Tot slot werd de gemummificeerde persoon in een houten mummiekist gelegd, of – bij rijkere mensen – in een stenen sarcofaag. Ze waren rijkelijk versierd met hiërogliefen en kleurrijke afbeeldingen, die bescherming moesten bieden tijdens de reis naar het hiernamaals.
Piramides
‘Piramides zijn indrukwekkende bouwwerken,’ zegt de gids. ‘Ze zijn gemaakt van glad zandsteen. De farao werd meestal begraven in een schatkamer diep onder in de piramide. Alleen bij de piramide van Cheops ligt de grafkamer juist hoger, bijna bovenin, zodat hij zo dicht mogelijk bij de zon was.’
De gids vertelt verder: ‘Gewone Egyptenaren werden niet gemummificeerd. Zij werden eenvoudig in de woestijn begraven.’
Over de bouw van de piramides bestaan misverstanden: ‘Ze werden gebouwd door arbeiders die betaald kregen voor hun werk, niet door slaven. Dat foute beeld is vooral ontstaan door films.’
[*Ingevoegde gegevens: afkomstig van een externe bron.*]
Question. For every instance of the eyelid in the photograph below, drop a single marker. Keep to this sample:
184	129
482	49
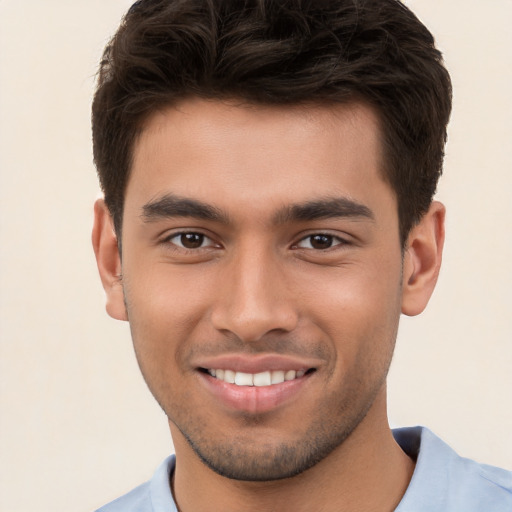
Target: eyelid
337	240
168	239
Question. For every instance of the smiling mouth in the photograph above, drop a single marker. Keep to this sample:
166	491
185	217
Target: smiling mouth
267	378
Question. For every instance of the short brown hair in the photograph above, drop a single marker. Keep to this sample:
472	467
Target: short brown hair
278	52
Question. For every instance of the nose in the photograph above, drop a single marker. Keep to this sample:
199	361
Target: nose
254	297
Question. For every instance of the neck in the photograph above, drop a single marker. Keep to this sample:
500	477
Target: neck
368	472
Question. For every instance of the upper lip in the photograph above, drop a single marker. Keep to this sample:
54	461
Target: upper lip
257	363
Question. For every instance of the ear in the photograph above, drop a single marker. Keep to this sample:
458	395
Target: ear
422	260
104	242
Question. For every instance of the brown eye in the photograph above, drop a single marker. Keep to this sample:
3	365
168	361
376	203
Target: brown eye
320	241
191	240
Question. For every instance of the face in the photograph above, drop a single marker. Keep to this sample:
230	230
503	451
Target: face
261	273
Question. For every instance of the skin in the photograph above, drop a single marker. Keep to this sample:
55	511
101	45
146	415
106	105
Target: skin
257	284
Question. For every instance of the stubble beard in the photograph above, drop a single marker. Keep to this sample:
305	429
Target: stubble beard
253	460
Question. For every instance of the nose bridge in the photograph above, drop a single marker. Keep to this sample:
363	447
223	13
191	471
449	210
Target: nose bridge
254	297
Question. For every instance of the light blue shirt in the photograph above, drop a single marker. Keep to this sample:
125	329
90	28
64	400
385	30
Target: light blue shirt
442	482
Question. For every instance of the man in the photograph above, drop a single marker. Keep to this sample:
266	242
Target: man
268	171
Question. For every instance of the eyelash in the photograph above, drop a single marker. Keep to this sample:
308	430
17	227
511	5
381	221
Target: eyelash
334	241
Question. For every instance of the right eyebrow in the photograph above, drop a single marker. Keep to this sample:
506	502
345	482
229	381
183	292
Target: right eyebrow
170	205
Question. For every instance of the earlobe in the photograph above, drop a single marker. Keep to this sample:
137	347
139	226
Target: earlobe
422	260
108	259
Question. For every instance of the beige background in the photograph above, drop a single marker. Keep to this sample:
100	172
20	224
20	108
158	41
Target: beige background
78	426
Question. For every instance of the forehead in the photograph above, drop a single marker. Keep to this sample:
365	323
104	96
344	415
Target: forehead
217	151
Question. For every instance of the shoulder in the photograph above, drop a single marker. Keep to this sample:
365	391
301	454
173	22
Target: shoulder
444	481
137	500
152	496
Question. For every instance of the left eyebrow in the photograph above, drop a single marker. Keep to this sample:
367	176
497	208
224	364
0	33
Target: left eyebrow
170	205
324	209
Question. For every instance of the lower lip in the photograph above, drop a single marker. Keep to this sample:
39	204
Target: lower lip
254	399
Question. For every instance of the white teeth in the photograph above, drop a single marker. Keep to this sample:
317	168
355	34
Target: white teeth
290	375
229	376
277	377
244	379
257	379
262	379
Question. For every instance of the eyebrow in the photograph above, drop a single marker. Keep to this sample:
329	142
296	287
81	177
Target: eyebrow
331	207
170	205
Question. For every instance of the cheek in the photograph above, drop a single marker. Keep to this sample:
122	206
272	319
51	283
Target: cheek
358	307
165	307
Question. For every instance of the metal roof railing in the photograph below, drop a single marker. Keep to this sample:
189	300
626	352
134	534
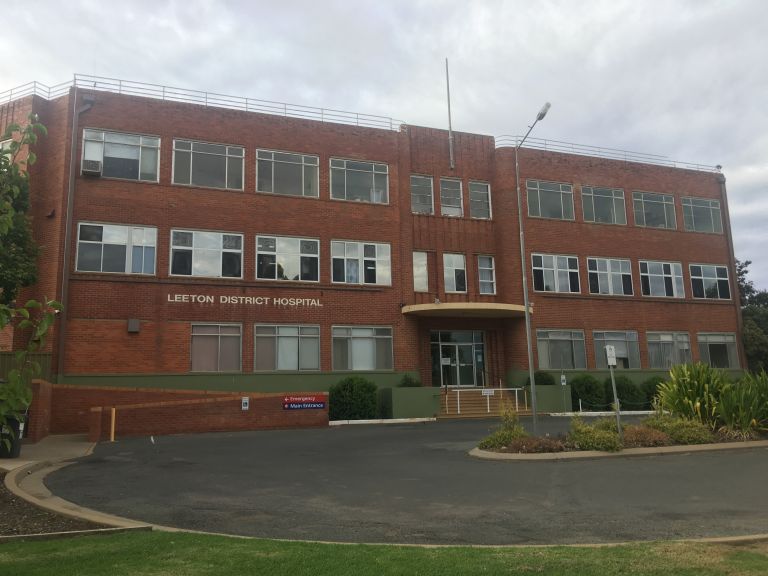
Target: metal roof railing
600	152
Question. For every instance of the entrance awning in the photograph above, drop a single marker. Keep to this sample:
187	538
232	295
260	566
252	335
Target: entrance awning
466	310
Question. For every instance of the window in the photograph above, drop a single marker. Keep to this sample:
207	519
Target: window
701	215
286	347
667	349
550	200
209	165
610	276
361	263
287	174
128	156
710	282
487	274
112	248
626	345
603	205
421	195
454	273
561	349
663	279
420	272
654	210
283	258
359	181
362	348
450	198
480	200
207	254
554	273
718	350
215	347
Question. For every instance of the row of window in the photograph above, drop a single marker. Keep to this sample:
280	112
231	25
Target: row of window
606	206
565	349
613	276
290	347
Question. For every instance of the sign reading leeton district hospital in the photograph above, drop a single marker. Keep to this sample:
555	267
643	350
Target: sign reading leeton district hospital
243	300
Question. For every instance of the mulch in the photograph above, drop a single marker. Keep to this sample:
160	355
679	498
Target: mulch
19	517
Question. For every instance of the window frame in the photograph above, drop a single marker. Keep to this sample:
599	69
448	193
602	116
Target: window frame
556	270
277	339
141	146
128	249
226	155
304	165
373	172
689	214
350	337
361	259
277	254
610	275
222	250
562	192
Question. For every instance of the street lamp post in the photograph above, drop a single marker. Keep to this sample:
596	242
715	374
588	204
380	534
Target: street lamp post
539	117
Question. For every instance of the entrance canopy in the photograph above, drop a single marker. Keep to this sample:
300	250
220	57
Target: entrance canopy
466	310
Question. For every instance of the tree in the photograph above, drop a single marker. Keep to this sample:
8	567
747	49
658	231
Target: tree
18	251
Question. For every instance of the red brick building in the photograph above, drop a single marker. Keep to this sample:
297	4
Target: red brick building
206	241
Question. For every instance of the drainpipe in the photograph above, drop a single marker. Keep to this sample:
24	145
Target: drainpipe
88	100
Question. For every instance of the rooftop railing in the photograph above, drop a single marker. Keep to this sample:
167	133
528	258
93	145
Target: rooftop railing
215	100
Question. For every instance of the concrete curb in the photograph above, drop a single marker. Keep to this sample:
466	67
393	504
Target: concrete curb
626	453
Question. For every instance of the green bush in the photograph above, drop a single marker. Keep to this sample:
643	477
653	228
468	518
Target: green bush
589	390
542	379
630	396
680	430
692	392
353	398
408	381
585	437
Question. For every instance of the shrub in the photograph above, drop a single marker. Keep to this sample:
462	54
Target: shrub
408	381
680	430
588	389
630	396
542	379
585	437
692	392
644	437
353	398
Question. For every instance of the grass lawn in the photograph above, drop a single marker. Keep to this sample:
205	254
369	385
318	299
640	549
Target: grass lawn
167	554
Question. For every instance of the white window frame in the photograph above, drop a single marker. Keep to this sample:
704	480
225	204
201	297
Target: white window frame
145	142
303	333
689	215
130	243
556	270
228	149
450	207
376	168
492	269
451	273
473	201
565	192
431	210
349	333
306	161
676	276
347	246
608	276
278	255
194	248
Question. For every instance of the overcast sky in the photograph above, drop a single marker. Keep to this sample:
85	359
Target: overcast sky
684	79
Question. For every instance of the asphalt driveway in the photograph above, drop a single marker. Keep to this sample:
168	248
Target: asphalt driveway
415	483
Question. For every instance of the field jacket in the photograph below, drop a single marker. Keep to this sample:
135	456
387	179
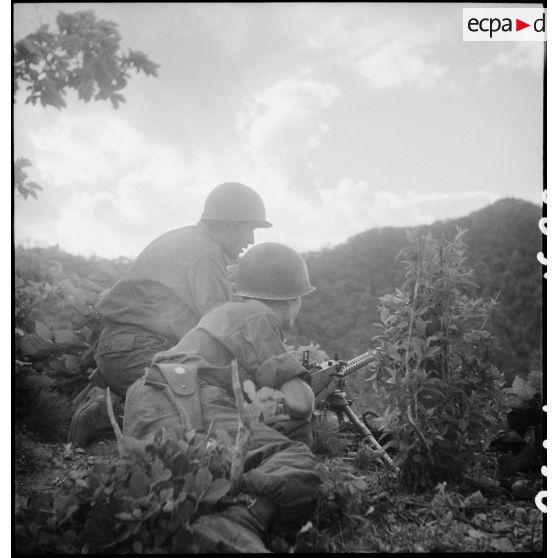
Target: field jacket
171	284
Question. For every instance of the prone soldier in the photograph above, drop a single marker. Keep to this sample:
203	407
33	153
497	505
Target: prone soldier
190	385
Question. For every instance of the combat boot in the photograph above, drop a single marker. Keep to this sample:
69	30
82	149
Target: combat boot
237	529
91	417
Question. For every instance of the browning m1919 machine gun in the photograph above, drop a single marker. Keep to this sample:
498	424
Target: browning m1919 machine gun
327	380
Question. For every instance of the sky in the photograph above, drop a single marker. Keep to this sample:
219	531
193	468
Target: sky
342	116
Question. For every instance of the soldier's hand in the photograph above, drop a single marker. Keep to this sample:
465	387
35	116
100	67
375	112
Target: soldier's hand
298	398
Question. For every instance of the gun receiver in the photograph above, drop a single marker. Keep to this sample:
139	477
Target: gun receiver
322	374
327	380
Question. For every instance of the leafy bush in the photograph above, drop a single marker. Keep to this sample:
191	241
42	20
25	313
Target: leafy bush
441	392
144	501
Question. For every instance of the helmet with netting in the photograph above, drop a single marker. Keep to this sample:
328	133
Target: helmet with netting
232	201
272	271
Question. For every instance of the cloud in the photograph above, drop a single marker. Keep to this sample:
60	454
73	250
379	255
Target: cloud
388	55
283	124
397	64
288	108
515	56
353	206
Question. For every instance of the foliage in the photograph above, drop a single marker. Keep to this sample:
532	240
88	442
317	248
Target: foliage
83	54
56	328
142	502
23	187
341	501
441	391
503	240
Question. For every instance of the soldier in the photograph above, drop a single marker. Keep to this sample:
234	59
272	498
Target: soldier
164	293
190	386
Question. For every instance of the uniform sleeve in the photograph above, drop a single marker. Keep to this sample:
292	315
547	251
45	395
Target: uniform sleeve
259	347
208	284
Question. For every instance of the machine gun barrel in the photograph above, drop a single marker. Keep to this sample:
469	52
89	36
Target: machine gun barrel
358	362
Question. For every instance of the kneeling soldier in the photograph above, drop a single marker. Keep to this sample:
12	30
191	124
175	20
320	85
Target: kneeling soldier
190	386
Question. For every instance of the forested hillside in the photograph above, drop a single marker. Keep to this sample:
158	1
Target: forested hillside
503	241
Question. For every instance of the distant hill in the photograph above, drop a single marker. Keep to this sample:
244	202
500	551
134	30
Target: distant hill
503	241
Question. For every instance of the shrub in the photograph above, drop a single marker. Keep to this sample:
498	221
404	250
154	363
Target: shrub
144	501
441	392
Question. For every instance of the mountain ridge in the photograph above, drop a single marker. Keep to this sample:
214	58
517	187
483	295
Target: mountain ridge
503	240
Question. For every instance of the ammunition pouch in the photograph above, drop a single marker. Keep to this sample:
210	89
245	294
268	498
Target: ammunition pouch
181	385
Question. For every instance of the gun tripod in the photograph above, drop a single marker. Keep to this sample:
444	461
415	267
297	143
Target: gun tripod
338	403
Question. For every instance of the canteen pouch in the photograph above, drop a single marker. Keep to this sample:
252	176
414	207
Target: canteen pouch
181	385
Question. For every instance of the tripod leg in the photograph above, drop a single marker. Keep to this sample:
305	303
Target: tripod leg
365	431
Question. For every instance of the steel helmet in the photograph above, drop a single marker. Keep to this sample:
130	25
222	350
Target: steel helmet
232	201
274	272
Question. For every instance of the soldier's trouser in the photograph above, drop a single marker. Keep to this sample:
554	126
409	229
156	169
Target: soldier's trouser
281	470
123	352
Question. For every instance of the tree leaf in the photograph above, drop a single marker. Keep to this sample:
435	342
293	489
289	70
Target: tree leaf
43	331
215	491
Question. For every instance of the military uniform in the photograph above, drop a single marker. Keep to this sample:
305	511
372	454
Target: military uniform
279	469
164	293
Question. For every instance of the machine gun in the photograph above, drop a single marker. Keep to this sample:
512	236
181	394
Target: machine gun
327	380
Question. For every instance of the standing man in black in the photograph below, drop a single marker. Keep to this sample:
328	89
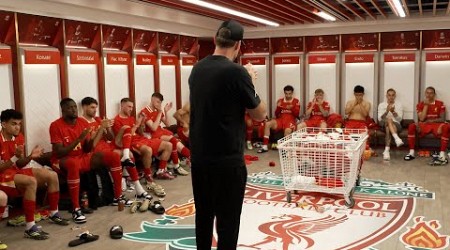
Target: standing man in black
220	93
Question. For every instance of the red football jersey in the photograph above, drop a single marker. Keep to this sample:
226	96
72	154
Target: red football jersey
287	108
150	114
434	110
316	113
119	122
95	125
65	134
8	148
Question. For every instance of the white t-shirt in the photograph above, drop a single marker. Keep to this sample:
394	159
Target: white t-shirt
398	108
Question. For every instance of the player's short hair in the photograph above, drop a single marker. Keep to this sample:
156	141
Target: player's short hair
125	100
391	89
65	101
9	114
88	101
358	89
288	88
158	95
223	39
432	88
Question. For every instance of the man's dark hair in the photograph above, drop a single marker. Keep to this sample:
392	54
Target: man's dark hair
358	89
65	101
158	95
288	88
124	100
223	38
432	88
88	101
9	114
391	90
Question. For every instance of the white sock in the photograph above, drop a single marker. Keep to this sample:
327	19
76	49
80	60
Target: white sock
138	186
396	136
29	225
126	154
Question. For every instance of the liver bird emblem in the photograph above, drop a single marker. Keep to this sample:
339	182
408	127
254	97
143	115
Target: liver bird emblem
294	229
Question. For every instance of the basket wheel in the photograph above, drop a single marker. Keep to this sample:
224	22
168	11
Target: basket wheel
351	203
288	196
358	181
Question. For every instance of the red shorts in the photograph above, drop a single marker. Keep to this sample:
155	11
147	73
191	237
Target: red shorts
160	132
7	184
182	135
314	122
104	146
259	127
153	143
285	123
355	124
426	128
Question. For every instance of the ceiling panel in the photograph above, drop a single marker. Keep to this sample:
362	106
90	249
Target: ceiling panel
297	12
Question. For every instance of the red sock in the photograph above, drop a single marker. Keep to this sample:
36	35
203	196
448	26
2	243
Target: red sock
444	137
147	171
112	160
73	180
126	138
185	152
133	173
162	164
174	157
28	208
53	199
411	135
2	210
249	134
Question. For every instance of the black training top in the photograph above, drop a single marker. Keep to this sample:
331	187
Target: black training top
220	91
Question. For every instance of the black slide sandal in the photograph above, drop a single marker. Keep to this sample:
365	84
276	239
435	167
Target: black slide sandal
83	238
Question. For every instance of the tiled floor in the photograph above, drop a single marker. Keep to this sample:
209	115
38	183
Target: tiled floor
433	179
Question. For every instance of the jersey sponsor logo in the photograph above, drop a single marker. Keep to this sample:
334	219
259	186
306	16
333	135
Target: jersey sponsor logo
269	222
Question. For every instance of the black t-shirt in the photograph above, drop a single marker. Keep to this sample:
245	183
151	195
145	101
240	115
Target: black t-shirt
220	91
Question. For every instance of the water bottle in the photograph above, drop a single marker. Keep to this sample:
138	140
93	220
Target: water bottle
84	201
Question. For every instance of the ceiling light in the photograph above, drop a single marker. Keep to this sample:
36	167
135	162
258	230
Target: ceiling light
325	16
397	6
231	12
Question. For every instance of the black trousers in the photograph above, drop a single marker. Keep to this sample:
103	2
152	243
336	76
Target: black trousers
218	193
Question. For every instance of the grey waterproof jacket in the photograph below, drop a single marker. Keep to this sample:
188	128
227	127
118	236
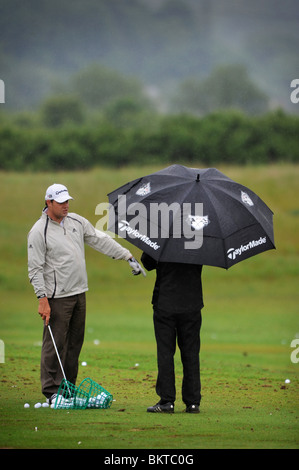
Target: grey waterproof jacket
56	254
De gids deelt 3D-puzzels uit van een piramide. Ik weet niet uit hoeveel stukken de puzzel bestaat, wat het moeilijk maakt een overzicht te krijgen. Het blijken er uiteindelijk vijf te zijn.
Het enige onderdeel dat ik meteen herken is de top, dus die leg ik apart. Samenwerken met iemand die ook nauwelijks zicht heeft, maakt het nog uitdagender. Een hoekstuk dat ik net heb neergelegd, wordt even later weer verplaatst door mijn puzzelmaatje. Toch lukt het ons de puzzel uiteindelijk goed in elkaar te zetten.
Daarmee is de workshop ten einde.
Lunch
Het is inmiddels iets na 13.00 uur. Ik heb dorst en trek, dus het is een opluchting dat het tijd is voor de lunch in het museumcafé. Er staan tafeltjes voor ons klaar, mooi gedekt met borden, flessen water, perensap en een tweelaagse etagère vol kleine broodjes en wraps. Ook krijgen we een glas zoete-aardappelsoep.
Onze broodjes zijn al snel op. Gelukkig mogen we er een paar extra nemen van een andere tafel. Toch had het voor mij net iets meer mogen zijn.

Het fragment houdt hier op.